Note that the created class is inherited from the CObject class, which is the base class for all objects in MQL5. It's a small point that we'll exploit a little later.

We will not complicate the class constructor in any way, but only set some default values. You can use any of your values here. I recommend, however, that you specify the most commonly used parameters. This will make it easier for you to specify them later in the program code.

CLayerDescription::CLayerDescription(void)   :  type(defNeuronBase),
                                                count(100),
                                                window(100),
                                                step(100),
                                                layers(1),
                                                activation(AF_TANH),
                                                optimization(Adam),
                                                probability(0.1),
                                                batch(100)
  {
   activation_params = VECTOR::Ones(2);
   activation_params[1] = 0;
  }

Now let's get back to why it was important to inherit from CObject. Here everything is quite straightforward: we have created an object to describe one neural layer but not the whole neural network.
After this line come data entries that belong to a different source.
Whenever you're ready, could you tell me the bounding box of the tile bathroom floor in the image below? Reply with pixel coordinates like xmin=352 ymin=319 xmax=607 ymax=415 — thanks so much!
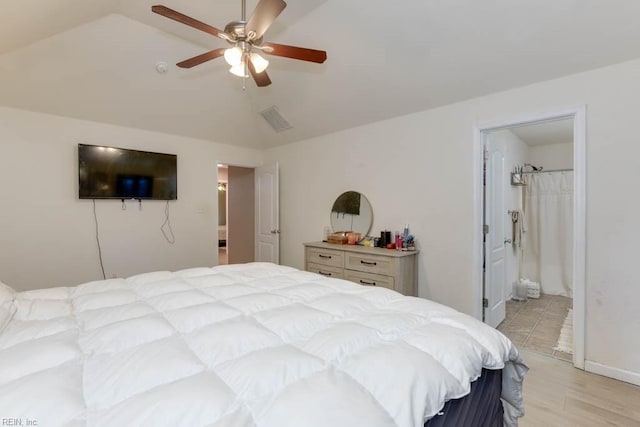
xmin=498 ymin=294 xmax=573 ymax=362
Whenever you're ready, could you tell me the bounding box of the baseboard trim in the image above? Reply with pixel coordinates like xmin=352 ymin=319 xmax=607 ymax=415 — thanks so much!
xmin=585 ymin=361 xmax=640 ymax=386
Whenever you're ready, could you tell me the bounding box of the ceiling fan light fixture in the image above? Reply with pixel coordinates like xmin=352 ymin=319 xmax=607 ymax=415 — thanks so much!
xmin=152 ymin=1 xmax=327 ymax=88
xmin=229 ymin=63 xmax=248 ymax=78
xmin=224 ymin=46 xmax=243 ymax=66
xmin=250 ymin=53 xmax=269 ymax=73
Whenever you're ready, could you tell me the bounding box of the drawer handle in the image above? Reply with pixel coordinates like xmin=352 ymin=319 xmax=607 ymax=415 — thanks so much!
xmin=319 ymin=254 xmax=332 ymax=259
xmin=318 ymin=271 xmax=332 ymax=277
xmin=360 ymin=260 xmax=377 ymax=266
xmin=360 ymin=280 xmax=376 ymax=286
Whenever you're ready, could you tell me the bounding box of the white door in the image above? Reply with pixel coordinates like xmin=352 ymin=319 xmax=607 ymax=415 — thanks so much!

We have not yet specified the total number of layers and their sequence.

I decided not to complicate the process and use the CArrayObj class from the standard MQL5 library. This is a dynamic array class for storing pointers to CObject objects and their successors. Hence, we can write our neural layer description objects into it. In this way, we address the issue of a container for storing and transmitting information about neural networks. The sequence of neural layers will correspond to the sequence of stored descriptions from the zero-index input layer to the output layer.

In my opinion, this is a rather simple and intuitive way to describe the structure of a neural network. But every reader can make use of their own developments.